Re: [PATCH] vfs: add fchmodat2 syscall

2020-09-10 Thread Christoph Hellwig
On Thu, Sep 10, 2020 at 01:02:56PM -0400, Rich Felker wrote:
> Would you be happy with a pair of patches where the first blocks chmod
> of symlinks in chmod_common and the second adds the syscall with
> flags? I think this is a clearly understandable fix, but it does
> eliminate the ability to *fix* link access modes that have been set to
> ridiculous values (note: I don't think it really matters since the
> modes don't do anything anyway) in the past.

I'd be much happier with that, yes.


RE: [PATCH] vfs: add fchmodat2 syscall

2020-09-10 Thread David Laight
From: Rich Felker
> Sent: 10 September 2020 15:24
...
> index 9af548fb841b..570a21f4d81e 100644
> --- a/fs/open.c
> +++ b/fs/open.c
> @@ -610,15 +610,30 @@ SYSCALL_DEFINE2(fchmod, unsigned int, fd, umode_t, mode)
>   return err;
>  }
> 
> -static int do_fchmodat(int dfd, const char __user *filename, umode_t mode)
> +static int do_fchmodat(int dfd, const char __user *filename, umode_t mode, 
> int flags)
>  {
>   struct path path;
>   int error;
>   unsigned int lookup_flags = LOOKUP_FOLLOW;
> +
> + if (flags & AT_SYMLINK_NOFOLLOW)
> + lookup_flags &= ~LOOKUP_FOLLOW;
> + if (flags & ~AT_SYMLINK_NOFOLLOW)
> + return -EINVAL;

I think I'd swap over those two tests.
So unsupported flags are clearly errored.

>  retry:
>   error = user_path_at(dfd, filename, lookup_flags, &path);
>   if (!error) {
> - error = chmod_common(&path, mode);
> + /* Block chmod from getting to fs layer. Ideally the
> +  * fs would either allow it or fail with EOPNOTSUPP,
> +  * but some are buggy and return an error but change
> +  * the mode, which is non-conforming and wrong.
> +  * Userspace emulation of AT_SYMLINK_NOFOLLOW in
> +  * glibc and musl blocked it too, for same reason. */
> + if (S_ISLNK(path.dentry->d_inode->i_mode)
> + && (flags & AT_SYMLINK_NOFOLLOW))
> + error = -EOPNOTSUPP;

Again swap the order of the tests. I think it reads better as:
if ((flags & AT_SYMLINK_NOFOLLOW)
&& S_ISLNK(path.dentry->d_inode->i_mode))
error = -EOPNOTSUPP;
As well as saving a few clock cycles.

> + else
> + error = chmod_common(&path, mode);
>   path_put(&path);
>   if (retry_estale(error, lookup_flags)) {
>   lookup_flags |= LOOKUP_REVAL;
...

David

-
Registered Address Lakeside, Bramley Road, Mount Farm, Milton Keynes, MK1 1PT, 
UK
Registration No: 1397386 (Wales)



Re: [PATCH] vfs: add fchmodat2 syscall

2020-09-10 Thread Rich Felker
On Thu, Sep 10, 2020 at 04:18:28PM +0100, Al Viro wrote:
> On Thu, Sep 10, 2020 at 10:23:37AM -0400, Rich Felker wrote:
> 
> > It was determined (see glibc issue #14578 and commit a492b1e5ef) that,
> > on some filesystems, performing chmod on the link itself produces a
> > change in the inode's access mode, but returns an EOPNOTSUPP error.
> 
> Which filesystem types are those?

It's been a long time and I don't know if the details were recorded.
It was reported for xfs but I believe we later found it happening for
others.
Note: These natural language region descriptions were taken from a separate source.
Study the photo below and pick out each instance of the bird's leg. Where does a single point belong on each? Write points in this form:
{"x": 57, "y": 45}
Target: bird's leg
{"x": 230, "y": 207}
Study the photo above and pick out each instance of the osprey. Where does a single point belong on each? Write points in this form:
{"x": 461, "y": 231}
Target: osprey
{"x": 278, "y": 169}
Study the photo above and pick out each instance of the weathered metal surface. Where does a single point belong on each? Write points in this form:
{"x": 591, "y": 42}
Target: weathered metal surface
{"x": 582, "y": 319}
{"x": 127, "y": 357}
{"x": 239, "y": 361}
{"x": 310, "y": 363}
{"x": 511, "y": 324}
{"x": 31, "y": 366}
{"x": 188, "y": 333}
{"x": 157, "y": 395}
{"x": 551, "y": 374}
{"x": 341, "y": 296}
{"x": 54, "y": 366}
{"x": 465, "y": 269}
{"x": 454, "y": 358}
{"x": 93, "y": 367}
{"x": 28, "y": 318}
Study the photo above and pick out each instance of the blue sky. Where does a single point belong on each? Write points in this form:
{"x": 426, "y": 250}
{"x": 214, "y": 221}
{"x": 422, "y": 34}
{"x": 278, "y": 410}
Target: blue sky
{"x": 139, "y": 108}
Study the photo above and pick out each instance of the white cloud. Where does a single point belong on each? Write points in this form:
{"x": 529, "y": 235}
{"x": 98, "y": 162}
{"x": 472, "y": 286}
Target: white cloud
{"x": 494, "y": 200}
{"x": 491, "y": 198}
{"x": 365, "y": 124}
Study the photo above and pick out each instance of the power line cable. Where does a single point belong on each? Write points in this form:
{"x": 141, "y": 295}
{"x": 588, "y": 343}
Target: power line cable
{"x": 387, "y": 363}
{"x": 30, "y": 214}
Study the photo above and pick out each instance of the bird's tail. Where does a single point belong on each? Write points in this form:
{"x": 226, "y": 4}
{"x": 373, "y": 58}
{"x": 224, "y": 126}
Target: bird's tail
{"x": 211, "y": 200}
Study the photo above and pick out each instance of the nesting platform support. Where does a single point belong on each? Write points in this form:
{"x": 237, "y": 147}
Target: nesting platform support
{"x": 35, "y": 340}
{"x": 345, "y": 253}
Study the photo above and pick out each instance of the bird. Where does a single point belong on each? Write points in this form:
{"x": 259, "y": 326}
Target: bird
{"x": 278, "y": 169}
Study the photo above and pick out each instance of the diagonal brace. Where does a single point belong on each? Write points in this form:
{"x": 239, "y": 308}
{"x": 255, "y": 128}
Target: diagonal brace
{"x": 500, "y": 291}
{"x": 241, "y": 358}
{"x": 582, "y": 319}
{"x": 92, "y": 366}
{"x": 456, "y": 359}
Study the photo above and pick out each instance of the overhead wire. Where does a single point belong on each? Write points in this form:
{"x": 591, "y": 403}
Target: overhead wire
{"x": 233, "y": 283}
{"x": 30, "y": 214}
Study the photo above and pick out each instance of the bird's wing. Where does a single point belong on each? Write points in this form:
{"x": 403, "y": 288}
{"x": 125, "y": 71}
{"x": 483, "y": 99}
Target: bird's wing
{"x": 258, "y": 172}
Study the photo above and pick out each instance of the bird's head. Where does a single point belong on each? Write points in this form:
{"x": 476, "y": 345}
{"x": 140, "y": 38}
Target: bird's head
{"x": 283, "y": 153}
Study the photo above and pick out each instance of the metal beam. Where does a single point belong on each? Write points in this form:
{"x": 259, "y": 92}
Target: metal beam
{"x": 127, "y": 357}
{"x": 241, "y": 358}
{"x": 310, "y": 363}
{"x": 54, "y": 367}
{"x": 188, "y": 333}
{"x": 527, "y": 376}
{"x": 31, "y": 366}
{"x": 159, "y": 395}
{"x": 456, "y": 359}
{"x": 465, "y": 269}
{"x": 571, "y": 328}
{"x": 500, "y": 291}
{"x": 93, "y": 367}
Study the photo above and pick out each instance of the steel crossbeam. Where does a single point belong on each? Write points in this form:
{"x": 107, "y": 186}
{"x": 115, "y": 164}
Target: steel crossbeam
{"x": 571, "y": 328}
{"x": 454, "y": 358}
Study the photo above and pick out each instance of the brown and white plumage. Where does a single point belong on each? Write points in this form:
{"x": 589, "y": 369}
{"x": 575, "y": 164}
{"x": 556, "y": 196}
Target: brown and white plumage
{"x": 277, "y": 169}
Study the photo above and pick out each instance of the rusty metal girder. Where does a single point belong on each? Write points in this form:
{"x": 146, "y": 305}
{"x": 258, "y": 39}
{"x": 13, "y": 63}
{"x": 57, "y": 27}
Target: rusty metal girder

See:

https://sourceware.org/bugzilla/show_bug.cgi?id=14578#c17
https://sourceware.org/legacy-ml/libc-alpha/2020-02/msg00467.html

and especially:

https://sourceware.org/legacy-ml/libc-alpha/2020-02/msg00518.html

where Christoph seems to have endorsed the approach in my patch. I'm
fine with doing it differently if you'd prefer, though.

Rich


Re: [PATCH] vfs: add fchmodat2 syscall

2020-09-10 Thread Greg KH
On Thu, Sep 10, 2020 at 10:23:37AM -0400, Rich Felker wrote:
> POSIX defines fchmodat as having a 4th argument, flags, that can be
> AT_SYMLINK_NOFOLLOW. Support for changing the access mode of symbolic
> links is optional (EOPNOTSUPP allowed if not supported), but this flag
> is important even on systems where symlinks do not have access modes,
> since it's the only way to safely change the mode of a file which
> might be asynchronously replaced with a symbolic link, without a race
> condition whereby the link target is changed.
> 
> It's possible to emulate AT_SYMLINK_NOFOLLOW in userspace, and both
> musl libc and glibc do this, by opening an O_PATH file descriptor and
> performing chmod on the corresponding magic symlink in /proc/self/fd.
> However, this requires procfs to be mounted and accessible.
> 
> It was determined (see glibc issue #14578 and commit a492b1e5ef) that,
> on some filesystems, performing chmod on the link itself produces a
> change in the inode's access mode, but returns an EOPNOTSUPP error.
> This is non-conforming and wrong. Rather than try to fix all the
> broken filesystem backends, block attempts to change the symlink
> access mode via fchmodat2 at the frontend layer. This matches the
> userspace emulation done in libc implementations. No change is made to
> the underlying chmod_common(), so it's still possible to attempt
> changes via procfs, if desired. If at some point all filesystems have
> been fixed, this could be relaxed to allow filesystems to make their
> own decision whether changing access mode of links is supported.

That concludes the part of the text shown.